0585 Olfactory conditioning of Anopheles dirus (Peyton & Harrison 1979) (Diptera: Culicidae) to a sugar-meal

Monday, November 17, 2008: 10:59 AM
Room E1, First Floor (Reno-Sparks Convention Center)
Michelle R. Sanford , Department of Entomology, Texas A&M University, College Station, TX
Pradya Somboon , Dept. of Parasitology, Chiang Mai University, Chiang Mai, Chiang Mai Provi, Thailand
Jeffery Tomberlin , Department of Entomology, Texas A&M University, College Station, TX
Randy Olson , Department of Entomology-Retired professor, Texas A&M University, College Station, TX
Within the Culicidae, laboratory evidence has been collected for associative learning between adult Culex and Aedes mosquitoes and odors coupled with oviposition sites, blood meals and sugar sources. Many observations obtained through field studies have documented home ranges and localized host preferences in mosquito populations which have the potential to be explained through an associative learning process. This investigation presents the first evidence that an anopheline mosquito is capable of associative learning using a classical conditioning approach. The Anopheles dirus complex contains some of the most important malaria vectors in Southeast Asia.
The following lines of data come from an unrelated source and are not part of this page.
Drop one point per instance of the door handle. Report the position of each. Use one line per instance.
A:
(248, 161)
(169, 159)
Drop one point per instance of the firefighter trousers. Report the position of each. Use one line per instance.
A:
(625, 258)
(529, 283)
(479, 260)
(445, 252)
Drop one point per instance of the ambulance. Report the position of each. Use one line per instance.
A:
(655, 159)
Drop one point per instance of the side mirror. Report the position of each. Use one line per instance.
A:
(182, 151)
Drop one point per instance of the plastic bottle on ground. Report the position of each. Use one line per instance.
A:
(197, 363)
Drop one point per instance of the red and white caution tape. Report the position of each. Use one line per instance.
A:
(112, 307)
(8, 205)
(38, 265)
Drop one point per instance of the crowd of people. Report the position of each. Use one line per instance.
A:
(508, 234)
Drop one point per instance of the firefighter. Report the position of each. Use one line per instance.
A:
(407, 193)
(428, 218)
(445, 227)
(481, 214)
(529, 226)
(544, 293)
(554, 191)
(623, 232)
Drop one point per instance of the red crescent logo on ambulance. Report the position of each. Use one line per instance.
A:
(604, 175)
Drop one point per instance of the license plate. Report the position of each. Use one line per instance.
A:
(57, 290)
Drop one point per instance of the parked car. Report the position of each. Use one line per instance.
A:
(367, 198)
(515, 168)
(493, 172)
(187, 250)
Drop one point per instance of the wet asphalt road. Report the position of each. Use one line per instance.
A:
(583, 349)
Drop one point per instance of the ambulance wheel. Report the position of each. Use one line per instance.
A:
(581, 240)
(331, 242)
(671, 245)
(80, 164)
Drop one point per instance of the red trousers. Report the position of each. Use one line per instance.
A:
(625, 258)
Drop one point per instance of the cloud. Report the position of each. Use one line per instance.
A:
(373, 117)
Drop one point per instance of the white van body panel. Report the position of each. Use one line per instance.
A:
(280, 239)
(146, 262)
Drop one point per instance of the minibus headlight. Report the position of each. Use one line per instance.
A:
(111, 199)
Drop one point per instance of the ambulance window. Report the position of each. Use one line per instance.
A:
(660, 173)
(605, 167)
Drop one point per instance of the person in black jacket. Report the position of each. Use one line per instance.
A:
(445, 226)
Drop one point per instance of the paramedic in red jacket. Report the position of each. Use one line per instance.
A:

The importance of associative learning processes in significant vector species and the extent to which these processes affect disease transmission cycles has yet to be examined and research in this area may lead to a better understanding of disease transmission. In this study we conditioned An. cracens males and females, 3-5 days old, to the odor of myrcene using three training trials of odor exposure coupled with a partial 10% sucrose meal. The following day (21-24 hrs later) conditioned mosquitoes were exposed to one of three tests to evaluate their responses to an odor free control, the odor of myrcene or the odor of geraniol, with which they had no previous exposure. Responses were recorded as binary data (positive/negative) and analyzed with binary logistic regression to evaluate differences in response. Males show clear evidence of learning whereas females do not. Differences inherent to the physiology and ecology of the sexes could provide explanations for this apparent learning dichotomy.